USD/IDR rose strongly in Friday’s Asian session and reached a record area of 17,185-17,190. The pair is set for strong weekly gains and remains biased higher.
The Indonesian rupiah weakened due to economic risks linked to the Middle East conflict. Indonesia is a net oil importer, so higher energy prices have raised import costs and subsidy bills.
Geopolitical Risks And Rupiah Pressure
Geopolitical tension also triggered capital outflows from Indonesia’s bond and equity markets into safe-haven assets, including the US dollar. This has supported the rise in USD/IDR over the past month.
The US Dollar Index (DXY) tried to extend its rebound from its lowest level since late February, amid uncertainty around the Strait of Hormuz. Separately, a 10-day truce between Israel and Lebanon lifted expectations of a potential US-Iran peace deal.
That backdrop supported risk appetite and, with lower expectations for a Federal Reserve rate rise, limited further US dollar strength. This may also cap USD/IDR upside in the near term.
We are seeing the USD/IDR exchange rate break through 17,180, a new all-time high that signals intense pressure on the Rupiah. For traders, this strong upward momentum suggests that buying USD/IDR call options could be a prudent move to capitalize on further expected weakness in the Rupiah. This situation feels very similar to the sharp depreciation we experienced in 2025 when the pair first crossed the 16,800 threshold.
Strategy Risks And Central Bank Watch
The primary driver is the high price of oil, which is a significant economic strain because Indonesia is a net importer. Data from last year showed our national oil and gas trade deficit exceeded $18 billion, making the Rupiah highly sensitive to sustained energy price shocks from geopolitical events. This fundamental weakness is a core reason to believe the current trend has room to run.

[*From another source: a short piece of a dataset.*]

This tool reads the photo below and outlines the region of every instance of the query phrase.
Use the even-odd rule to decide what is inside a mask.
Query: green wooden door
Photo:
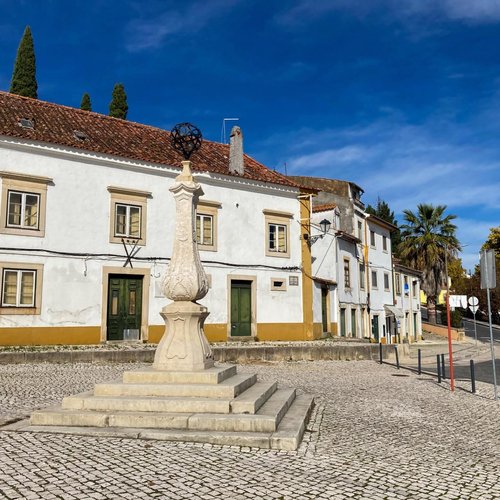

We are also witnessing significant capital flight from our domestic markets as global investors seek the safety of the US Dollar. The yield on Indonesia’s 10-year government bond has climbed above 7.8% this month, reflecting foreign investors selling off their holdings and converting the proceeds out of Rupiah. This outflow provides a steady stream of demand for US Dollars, pushing the exchange rate higher.
However, we must consider the factors that could limit this rally, including hopes for a de-escalation in the Middle East and the reduced likelihood of further US Federal Reserve rate hikes. This suggests that while going long on USD/IDR is the main strategy, traders might consider using bull call spreads. This would allow for profiting from a continued rise while capping potential losses if the rally suddenly stalls.
Finally, we have to anticipate potential intervention from Bank Indonesia (BI), which has historically stepped in to stabilize the currency. BI’s foreign exchange reserves have already declined by over $5 billion since the start of the year, a clear sign they are actively selling dollars to support the Rupiah. Any aggressive moves by the central bank could cause a sharp, albeit likely temporary, reversal in the USD/IDR pair.